Muratpaşa Belediyesi, emlak vergisi değerlerine ilişkin yapılan son düzenlemenin belediye bütçelerinde "onarılamaz bir tahribat" yaratacağını belirterek tepki gösterdi. Belediyeden yapılan açıklamada, "Maçın 90'ıncı dakikasında kural değiştiren bu yaklaşım, Türkiye'de ilçe belediyeciliğini fiilen olanaksız hale getirmiştir" ifadeleri kullanıldı.
Açıklamada, vergi değerlerindeki düşüşün vatandaş açısından rahatlatıcı olmasının anlaşılır olduğu vurgulandı ancak Türkiye'deki temel sorunun "yüksek ya da düşük vergi oranları değil, vergi sisteminin adaletsizliği" olduğu belirtildi.
Belediye, taşınmazların piyasa değerinin enflasyon nedeniyle 8–10 kat arttığı bir dönemde, bu artışın yalnızca iki katla sınırlandırılmasının "ne ekonomik ne de mali açıdan açıklanabilir" olduğuna dikkat çekti.
Düzenlemenin belediye gelirlerini hedef aldığı belirtilen açıklamada, "Değer artışı gerçekken vergi matrahının yapay biçimde düşük tutulması, şehirlerin altyapıdan sosyal hizmetlere tüm ihtiyaç duyduğu kaynakları sistematik biçimde ortadan kaldırmaktadır" denildi.
Motorlu Taşıtlar Vergisi'nden pasaport ve ehliyet harçlarına, KDV'den ÖTV'ye kadar tüm vergilerin yükseldiği bir dönemde yalnızca belediye gelirlerinin düşürülmesinin "mali düzenleme olarak açıklanamayacağı" ifade edildi.
"Türkiye'de doğrudan vergilerin tamamı artarken belediye gelirinin düşürülmesi açık bir siyasi tercihtir" denildi.
Açıklamada, emlak vergisinin belediyelerin öz gelirlerinin büyük bölümünü oluşturduğu hatırlatılarak düzenlemenin şu etkiler doğuracağı belirtildi:
Enflasyon nedeniyle zaten eriyen bütçelerde ek reel gelir kaybı yaratmak,
Yatırım programlarını ciddi oranda daraltmak,
Devam eden projeleri riske atarak belediyeleri finansal olarak kırılgan hale getirmek.

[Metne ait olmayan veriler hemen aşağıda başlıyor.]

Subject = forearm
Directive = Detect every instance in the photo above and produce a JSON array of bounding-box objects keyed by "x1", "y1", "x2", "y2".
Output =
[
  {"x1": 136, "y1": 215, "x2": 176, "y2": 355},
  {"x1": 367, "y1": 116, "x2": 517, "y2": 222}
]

"Bu tablo, birçok belediyeyi görevlerini yerine getiremez hale getiren yapısal bir tahribattır" denildi.
Belediyelerin kamu hizmeti üretiminde ve istihdamda kritik bir rol oynadığı vurgulanarak düzenlemenin:
Zorunlu kadro daralmalarına,
Belediye şirketlerinde iş hacmi küçülmesine,
Dolayısıyla istihdam kayıplarına yol açacağı ifade edildi.
Bunun yalnızca çalışanları değil, hizmet alan tüm kent sakinlerini etkileyecek bir "yerel hizmet krizi" riski taşıdığı belirtildi.
Belediye, gelirlerin tek taraflı biçimde azaltılmasının "belediyeleri merkezi yönetime bağımlı hale getiren idari bir kuşatma" olduğunu savundu.
Açıklamada, "Bu sonuç yalnızca muhalefet belediyelerini değil, iktidar partisine mensup belediyeleri de aynı ölçüde etkilemektedir. Türkiye'nin hiçbir belediyesi bu yük altında ayakta kalamaz" denildi.
Genel kamu iktidarının ekonomik krizin mali yükünü yerel yönetimlerin omuzlarına yıkmaya çalıştığı belirtilen açıklamada, bu süreçte muhalefet partilerinin de düzenlemeye destek vermesi "popülist siyasetin geldiği nokta" olarak eleştirildi.